5 signs shaping the future of contract services

10.04.26 Articles

DCAT Week never fails to surface what’s really going on in the industry. Below, Andrew Mears discusses five key themes that will shape the future of contract services for the biopharma space.

1. Reshaping investment – the groundwork in being laid

    Investment conditions are improving, if cautiously. With $190 billion in disclosed deal value reported by Bain, and 41% of PE fund managers positioning dry powder for deployment (BDO, 2025), the impact for contract services in 2026 is a more active pipeline of carveouts, platform builds, and buy-and-build strategies.

    Those who can demonstrate repeatable execution, scalable platforms, and credible post-deal integration will be prioritised, with talent playing a defining role.

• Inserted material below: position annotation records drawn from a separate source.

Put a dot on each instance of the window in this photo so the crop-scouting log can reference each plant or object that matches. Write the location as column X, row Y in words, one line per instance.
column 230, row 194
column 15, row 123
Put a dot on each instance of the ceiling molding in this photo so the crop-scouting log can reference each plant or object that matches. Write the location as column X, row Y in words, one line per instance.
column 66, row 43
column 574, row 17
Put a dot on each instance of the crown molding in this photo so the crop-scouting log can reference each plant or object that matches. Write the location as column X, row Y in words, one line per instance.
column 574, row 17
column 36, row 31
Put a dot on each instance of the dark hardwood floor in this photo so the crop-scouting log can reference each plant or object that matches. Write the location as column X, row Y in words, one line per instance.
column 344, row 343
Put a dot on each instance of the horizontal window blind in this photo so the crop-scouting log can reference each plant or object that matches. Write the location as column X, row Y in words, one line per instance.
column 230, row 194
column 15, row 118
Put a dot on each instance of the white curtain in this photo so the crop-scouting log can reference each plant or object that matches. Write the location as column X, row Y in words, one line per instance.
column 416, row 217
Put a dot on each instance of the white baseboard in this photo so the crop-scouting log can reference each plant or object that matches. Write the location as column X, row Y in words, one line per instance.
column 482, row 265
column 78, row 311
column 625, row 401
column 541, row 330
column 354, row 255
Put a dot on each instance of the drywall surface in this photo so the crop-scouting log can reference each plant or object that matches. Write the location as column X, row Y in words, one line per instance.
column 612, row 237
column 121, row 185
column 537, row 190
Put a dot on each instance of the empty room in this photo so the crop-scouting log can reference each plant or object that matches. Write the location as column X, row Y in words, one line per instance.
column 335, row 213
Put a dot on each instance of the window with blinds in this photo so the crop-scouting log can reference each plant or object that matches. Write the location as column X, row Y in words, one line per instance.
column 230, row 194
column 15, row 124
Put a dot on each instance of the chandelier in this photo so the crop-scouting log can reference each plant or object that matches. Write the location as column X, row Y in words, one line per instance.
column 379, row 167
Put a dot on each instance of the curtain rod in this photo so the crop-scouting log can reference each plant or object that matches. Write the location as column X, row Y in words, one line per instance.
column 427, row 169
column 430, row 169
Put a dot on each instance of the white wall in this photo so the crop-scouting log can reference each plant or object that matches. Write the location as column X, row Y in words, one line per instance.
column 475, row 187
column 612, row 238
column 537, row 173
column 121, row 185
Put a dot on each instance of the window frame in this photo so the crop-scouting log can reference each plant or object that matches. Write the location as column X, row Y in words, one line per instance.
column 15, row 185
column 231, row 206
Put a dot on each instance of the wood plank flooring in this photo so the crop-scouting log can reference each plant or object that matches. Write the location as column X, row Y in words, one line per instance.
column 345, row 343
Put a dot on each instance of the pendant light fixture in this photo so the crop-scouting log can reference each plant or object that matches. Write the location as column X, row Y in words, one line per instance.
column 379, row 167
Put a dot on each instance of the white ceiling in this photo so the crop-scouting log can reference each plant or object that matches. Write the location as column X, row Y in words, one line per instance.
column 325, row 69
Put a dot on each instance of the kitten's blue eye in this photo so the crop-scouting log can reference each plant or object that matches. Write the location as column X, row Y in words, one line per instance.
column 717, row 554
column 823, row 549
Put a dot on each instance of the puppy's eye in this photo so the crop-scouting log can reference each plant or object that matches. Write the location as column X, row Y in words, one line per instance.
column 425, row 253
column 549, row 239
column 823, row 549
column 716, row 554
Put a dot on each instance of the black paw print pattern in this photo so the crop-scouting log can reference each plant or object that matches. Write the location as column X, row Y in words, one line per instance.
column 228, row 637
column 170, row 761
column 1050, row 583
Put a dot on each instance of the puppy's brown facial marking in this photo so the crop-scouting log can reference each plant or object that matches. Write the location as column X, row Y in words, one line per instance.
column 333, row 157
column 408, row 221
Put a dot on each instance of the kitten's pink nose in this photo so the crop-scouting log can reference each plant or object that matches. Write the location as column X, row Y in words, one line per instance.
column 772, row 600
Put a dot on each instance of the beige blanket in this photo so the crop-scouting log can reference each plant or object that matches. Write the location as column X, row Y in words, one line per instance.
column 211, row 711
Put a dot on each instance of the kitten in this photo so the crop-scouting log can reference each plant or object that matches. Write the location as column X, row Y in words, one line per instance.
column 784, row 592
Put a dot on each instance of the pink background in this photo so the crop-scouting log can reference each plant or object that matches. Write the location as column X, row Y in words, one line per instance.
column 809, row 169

Geopolitical complexity means consistent deal activity is likely to emerge in the latter half of 2026 and early 2027, but the groundwork is being laid now.

    2. Supply chain resilience is changing buying behaviour

    When it comes to choosing a provider, the question has shifted from “do you have the capability?” to “can you guarantee continuity when the world gets messy?” Geographic diversification, dual sourcing, and near-sourcing, particularly in biologics and sterile formats, are now core considerations, with resilience planning moving earlier into the value chain.

    Long-term delivery assurance is overtaking cost as the primary decision driver, pushing CDMOs to invest in capacity, quality systems, and network redundancy. The winners will be those who can prove reliability without sacrificing competitiveness, though with onshoring and capacity builds accelerating, sourcing the human capital to support it all remains the defining challenge of 2026.

    3. Selection criteria are changing

    With 70% of pharma companies anticipating moderate to significant capacity constraints (Simon-Kucher, 2025), demand is clear. But how sponsors choose their partners has evolved.

    Selection now blends technical capability with operational fit, trading off between speed, flexibility, communication, and reliability. It’s no longer a cost decision; it’s a risk decision.

    Sponsors want partners who reduce handoffs, shorten timelines, and scale predictably. The growing checklist: ESG, AI readiness, cybersecurity, adds further complexity. As does a key nuance: the right CDMO for an early-stage asset isn’t necessarily the right one for commercial launch. Those who know their strengths and execute with precision will build the trust that wins.

    4. Rise of integrated partnerships

    End-to-end and single-partner propositions are gaining real traction, as pharma companies look to reduce risk and improve efficiency across the product lifecycle. But integration doesn’t always mean one provider doing everything, it can mean a network working seamlessly together. For CDMOs, this demands clarity on boundaries: what they control, what is partner-led, and how quality and governance are managed across those handoffs.

    API suppliers are expanding into adjacent services like regulatory support and formulation, and for contract services broadly, there is a significant opportunity to be the connective tissue of the product lifecycle through strong tech transfer, QA,QC, and supply chain analytics.

    5. Talent market is evolving, and so are hiring strategies

    Investors and CDMOs are prioritising real operators. Those who have delivered results, not just articulated strategy. Business Development hiring is picking up as the market improves and expectations evolve. But top talent isn’t suddenly available because the market has been tough. In fact, we’ve seen that high performers stay put to maximise their roles and are now more selective than ever.

    Operational demand across CMC, quality, and supply chain continues to grow with expanding capacity, and AI is evolving roles rather than eliminating them. The next 18 months will bring continued restructuring and a sharper focus on aligning talent to strategy – adding capability in some areas, removing it in others. Those hiring reactively and perhaps hiring too quickly, will likely pay more than if they had taken the time to get it right up front.

    Final Thoughts

    DCAT 2026 leaves us with a clearer sense of where the market is heading, and what it will take to lead in it. Capital is returning, but selectively. Supply chains are being built around resilience, not just efficiency. Partner selection has become a strategic risk decision. Integration is the new competitive advantage. And talent, as ever, remains the thread that runs through it all.